The person who hosted this house party attends my church congregation and invited many members of the church to attend. Someone, who I respect, stood up and gave a tearful endorsement for this person as someone who has a pure and honest heart.  Also, he was, at one time, a ecclesiastical leader of my parents congregration and knew my parents by name.

I can easily see myself voting for Jerry Lewis, but I would love to get a chance to have a similar discussion with Ed Ableser before this is all said and done.  I also can't wait to watch the upcoming debates.


Unknown said...

Would be interesting to see what he would say to a tea party person. And what are his ideas to "improve" the Afordable Care Act? Single payer? Would be an improvement!.... Keep us informed!


Anonymous said...

I posed a question to him about how his religion affects his politics, and he replied "It informs it, but doesn't dictate it.".

This leads me to wonder a few things:
1. If his religion informs, but doesn't dictate, then is his religion that important to him?
2. If his religion contradicted his own views, how would he reconcile being both loyal to his religion, and loyal to himself?
3. His response seems to give him an out. If his religion says one thing, he can go against it and say "See, told you it merely informs". If he agrees with his religion on other points, he can still claim to be "faithful" to it. Sounds like he may be comfortable having one foot in and one foot out.

In any case, he mentioned that Ableser had personally told him that he would "never run against him," and, since he is now running against him, he didn't keep his word. Lewis then said he wouldn't mudsling, but did reserve the right to "tell the truth.".

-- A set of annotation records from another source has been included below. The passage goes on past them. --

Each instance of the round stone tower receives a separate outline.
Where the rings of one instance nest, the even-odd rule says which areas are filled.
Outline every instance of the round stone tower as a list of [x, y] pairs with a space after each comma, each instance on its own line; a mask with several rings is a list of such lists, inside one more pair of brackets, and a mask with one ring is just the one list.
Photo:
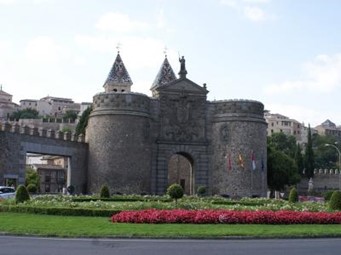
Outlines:
[[102, 185], [112, 193], [150, 192], [150, 99], [130, 92], [131, 84], [118, 54], [106, 92], [93, 98], [86, 130], [89, 192], [99, 192]]
[[267, 124], [263, 104], [226, 100], [211, 102], [209, 108], [212, 193], [265, 196]]

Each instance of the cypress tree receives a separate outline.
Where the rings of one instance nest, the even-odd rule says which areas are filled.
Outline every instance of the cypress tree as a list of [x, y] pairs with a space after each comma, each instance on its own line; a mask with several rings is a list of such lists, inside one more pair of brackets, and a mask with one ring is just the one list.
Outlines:
[[298, 173], [303, 176], [304, 160], [300, 144], [296, 145], [295, 162], [297, 165]]
[[305, 148], [304, 163], [305, 163], [306, 177], [307, 178], [314, 177], [315, 159], [314, 159], [313, 143], [311, 139], [310, 125], [308, 126], [308, 143]]
[[88, 107], [83, 113], [82, 116], [79, 119], [79, 122], [76, 126], [76, 135], [83, 134], [85, 135], [85, 129], [88, 126], [88, 120], [90, 113], [92, 111], [92, 106]]

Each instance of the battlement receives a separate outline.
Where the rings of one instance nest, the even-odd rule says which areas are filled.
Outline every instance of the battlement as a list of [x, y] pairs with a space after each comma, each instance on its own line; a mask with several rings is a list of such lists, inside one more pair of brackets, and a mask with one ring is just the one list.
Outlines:
[[97, 114], [130, 114], [149, 116], [151, 100], [147, 95], [133, 92], [104, 92], [93, 98], [92, 116]]
[[264, 105], [255, 100], [221, 100], [210, 102], [212, 113], [218, 119], [249, 118], [265, 122]]
[[339, 173], [339, 169], [314, 169], [314, 174], [316, 175], [332, 175]]
[[11, 132], [17, 133], [21, 135], [31, 135], [31, 136], [39, 136], [46, 137], [50, 139], [58, 139], [64, 141], [72, 141], [72, 142], [85, 142], [85, 137], [83, 134], [77, 136], [71, 132], [62, 132], [55, 131], [53, 129], [44, 129], [42, 127], [29, 127], [27, 125], [21, 126], [18, 123], [11, 124], [9, 122], [0, 123], [0, 131], [2, 132]]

Very interesting statement if you ask me.



tempe turley said...

I really think the phrase "it informs, but it doesn't dictate" is pretty boilerplate, so I didn't extract too much from it.

On 1: I don't think we can say from this one response (although I assume it is really important to him). I think on the vast majority of the issues faced by a legislature, one's personal faith may not be totally irrelevant, but certainly the relevancy is not clear. What would one's faith dictate on positions of a particular tax question, the environment, government welfare, etc. I see the "inform, but not dictate" as the appropriate response here. In some cases, it should dictate (maybe on abortion, or views on torture, etc.), but these should be pretty rare, and then exactly how would they dictate? It's a complex question, because even an issue like abortion has enough complexity built in, it's hard to right laws that work well for every single instance.

On 2: I think this is a really good question for all of us. I'm not sure how its relevant to the state senate.

On 3: Ok, on 3), you mean if there's an issue that comes up in the Senate where the church takes a stand (say like on gay marriage), and he wanted to vote one way and the church comes out specifically to vote the other. This is a really good question and should happen in extremely rare cases. I wish you could have asked this as a follow up, however, I would venture to guess that he would fall in line with the church - dictate rather than inform.

They all say this: "I'm not mudslinging, just telling the truth." A little mudslinging never bothers me. I want the full story, the more information the better, but it can go over the line, I don't think state elections do often.

I'm really hoping I can meet Ableser some time, since I'm currently leaning Jerry Lewis. I'll let you know if I get the chance if you'd like to join.